La Corte specifica che dopo l’arresto dell’ex presidente si è conclusa la fase più acuta del conflitto civile e sono state progressivamente ripristinate condizioni di sicurezza; di conseguenza anche a voler ritenere effettivamente svolta l’attività politica da parte del ricorrente, trattandosi di un profilo politico basso, si è ritenuto che il mutamento della situazione politica escludesse il rischio individuale.
La motivazione della Corte pertanto dà adeguata contezza delle ragioni della decisione e applica un principio corretto e cioè quello della valutazione del rischio all’attualità. Di contro la censura si fonda, oltre che su generici argomenti a sostegno della credibilità, sulla deduzione di un rischio desumibile dalle informazioni tratte da un report di Amnesty International dell’anno 2013 e quindi meno aggiornato delle informazioni assunte dalla Corte.
3.- Con il quarto motivo del ricorso si lamenta la violazione e falsa applicazione del D.Lgs. 25 luglio 1998, n. 286, art. 5, comma 6 e art. 19 nonché del D.Lgs. n. 25 del 2008, art. 32.
Il ricorrente deduce che ha errato la Corte a non ritenere rilevanti le dedotte ragioni di carattere umanitario derivanti da una situazione di persistente violazione dei diritti umani fondamentali da parte delle autorità locali; il giudice ha omesso di indagare sul nesso tra la condizione di estrema precarietà propria del ricorrente e i soprusi e le violenze maturati in un contesto di assoluto degrado umano e di violazione dei diritti fondamentali, e non ha contestualizzato la vicenda tenendo conto delle caratteristiche sociali economiche etniche del paese d’origine.

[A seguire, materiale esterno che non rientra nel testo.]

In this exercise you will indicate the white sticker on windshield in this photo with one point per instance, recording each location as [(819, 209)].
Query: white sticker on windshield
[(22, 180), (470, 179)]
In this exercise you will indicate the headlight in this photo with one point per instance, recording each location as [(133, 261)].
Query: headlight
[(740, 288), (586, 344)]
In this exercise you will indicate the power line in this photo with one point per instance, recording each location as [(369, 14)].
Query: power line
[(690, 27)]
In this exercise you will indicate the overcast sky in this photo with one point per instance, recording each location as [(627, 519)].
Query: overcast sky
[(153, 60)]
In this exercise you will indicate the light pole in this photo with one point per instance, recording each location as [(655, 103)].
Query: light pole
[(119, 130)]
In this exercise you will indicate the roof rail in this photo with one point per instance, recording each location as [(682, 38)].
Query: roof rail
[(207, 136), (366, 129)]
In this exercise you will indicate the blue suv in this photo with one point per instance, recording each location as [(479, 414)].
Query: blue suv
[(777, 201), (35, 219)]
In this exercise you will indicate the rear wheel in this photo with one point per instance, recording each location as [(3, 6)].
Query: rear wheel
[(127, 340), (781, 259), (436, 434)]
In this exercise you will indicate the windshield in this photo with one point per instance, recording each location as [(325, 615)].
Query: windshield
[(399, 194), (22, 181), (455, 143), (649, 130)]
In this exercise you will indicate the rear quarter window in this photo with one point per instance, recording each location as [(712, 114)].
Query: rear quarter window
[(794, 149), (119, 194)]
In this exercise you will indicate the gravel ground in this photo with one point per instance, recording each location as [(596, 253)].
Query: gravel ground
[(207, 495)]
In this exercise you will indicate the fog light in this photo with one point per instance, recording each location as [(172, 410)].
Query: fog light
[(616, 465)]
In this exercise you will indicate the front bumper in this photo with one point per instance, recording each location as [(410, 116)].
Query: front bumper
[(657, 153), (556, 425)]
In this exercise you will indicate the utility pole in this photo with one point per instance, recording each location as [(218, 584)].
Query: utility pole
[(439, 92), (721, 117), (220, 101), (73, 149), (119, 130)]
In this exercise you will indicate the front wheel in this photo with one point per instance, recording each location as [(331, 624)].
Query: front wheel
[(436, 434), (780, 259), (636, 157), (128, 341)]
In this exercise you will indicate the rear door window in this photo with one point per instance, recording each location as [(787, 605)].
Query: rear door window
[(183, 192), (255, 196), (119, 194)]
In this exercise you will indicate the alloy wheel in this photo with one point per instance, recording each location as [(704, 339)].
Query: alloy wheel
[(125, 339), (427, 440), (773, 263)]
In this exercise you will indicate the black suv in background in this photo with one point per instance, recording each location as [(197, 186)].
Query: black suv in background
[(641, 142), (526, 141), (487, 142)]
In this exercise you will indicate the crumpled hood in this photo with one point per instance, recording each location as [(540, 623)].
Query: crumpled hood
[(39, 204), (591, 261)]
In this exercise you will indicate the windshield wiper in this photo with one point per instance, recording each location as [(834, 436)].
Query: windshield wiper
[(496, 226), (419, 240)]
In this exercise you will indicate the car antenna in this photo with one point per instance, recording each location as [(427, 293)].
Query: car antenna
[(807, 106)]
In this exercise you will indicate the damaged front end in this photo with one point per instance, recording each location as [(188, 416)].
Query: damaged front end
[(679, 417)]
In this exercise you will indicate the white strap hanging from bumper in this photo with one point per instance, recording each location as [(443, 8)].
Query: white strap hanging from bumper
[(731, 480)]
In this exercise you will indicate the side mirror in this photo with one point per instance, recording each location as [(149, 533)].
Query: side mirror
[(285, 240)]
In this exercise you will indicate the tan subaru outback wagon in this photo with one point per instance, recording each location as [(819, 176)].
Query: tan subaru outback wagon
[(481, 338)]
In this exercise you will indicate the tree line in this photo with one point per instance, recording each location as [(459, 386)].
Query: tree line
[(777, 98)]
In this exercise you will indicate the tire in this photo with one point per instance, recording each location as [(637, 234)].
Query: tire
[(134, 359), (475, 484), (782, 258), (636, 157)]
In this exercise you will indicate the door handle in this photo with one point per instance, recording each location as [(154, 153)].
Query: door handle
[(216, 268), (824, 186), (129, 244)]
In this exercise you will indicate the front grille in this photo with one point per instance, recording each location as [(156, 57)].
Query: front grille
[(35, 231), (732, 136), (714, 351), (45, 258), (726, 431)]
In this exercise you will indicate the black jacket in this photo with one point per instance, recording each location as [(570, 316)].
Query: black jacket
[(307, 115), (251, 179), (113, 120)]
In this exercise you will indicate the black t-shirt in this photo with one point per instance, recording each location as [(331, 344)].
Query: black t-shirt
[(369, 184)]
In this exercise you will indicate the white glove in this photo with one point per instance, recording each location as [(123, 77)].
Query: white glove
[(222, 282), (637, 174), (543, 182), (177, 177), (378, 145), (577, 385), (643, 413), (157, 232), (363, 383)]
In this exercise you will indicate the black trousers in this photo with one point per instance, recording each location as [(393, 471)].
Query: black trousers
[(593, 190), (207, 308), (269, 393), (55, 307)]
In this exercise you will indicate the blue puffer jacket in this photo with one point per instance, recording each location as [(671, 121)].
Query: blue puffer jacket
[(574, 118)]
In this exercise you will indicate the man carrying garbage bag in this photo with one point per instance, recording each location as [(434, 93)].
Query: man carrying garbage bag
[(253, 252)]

Il motivo è inammissibile.
Esso consiste principalmente in una rassegna del contenuto di alcuni rapporti e strumenti di soft law – peraltro datati – su questioni inconferenti con la storia qui narrata, quali l’accesso alla terra nelle aree rurali dei paesi in via di sviluppo, il diritto all’accesso all’acqua e ai servizi igienico sanitari. La parte si dilunga poi a descrivere la natura giuridica degli strumenti di soft low e in conclusione censura genericamente l’errore ricognitivo in cui sarebbe incorsa la Corte d’appello per avere aprioristicamente escluso situazioni di vulnerabilità che invece sarebbero sottese ai documenti da lui citati, senza nulla dedurre in concreto sulla specifica situazione di vulnerabilità del richiedente né sulla sua (eventuale) integrazione nel contesto socio economico del paese di accoglienza.
La parte non si confronta pertanto con la ratio decidendi della sentenza impugnata ove si è affermato che non è stata allegata alcuna situazione di vulnerabilità personale.
Le condizioni del paese di origine – che comunque la Corte ha indagato ritenendole migliorate in tempi più recenti di quelli cui fa riferimento il ricorrente – non rilevano in astratto, ma soltanto se rapportate ad una vicenda individuale. Il richiedente non può infatti limitarsi ad allegare una situazione di generica pericolosità del paese di origine, che non consente una proiezione individualizzata idonea a consentire al giudice di merito la necessaria e concreta comparazione tra i due contesti di vita da parte dello straniero rispetto alla deprivazione nel godimento dei diritti fondamentali a cui sarebbe esposto in caso di rimpatrio (Cass. n. 22274 del 04/08/2021).
Ne consegue il rigetto del ricorso.
Nulla sulle spese in difetto di costituzione del Ministero.
P.Q.M.
Rigetta il ricorso.
Ai sensi del D.P.R. n. 115 del 2002, art. 13, comma 1 quater, dà atto della sussistenza dei presupposto per il versamento da parte del ricorrente dell’ulteriore importo a titolo di contributo unificato pari a quello previsto per il ricorso principale a norma dello stesso art. 13, comma 1 bis se dovuto.
Così deciso in Roma, nella camera di consiglio da remoto, il 7 ottobre 2021.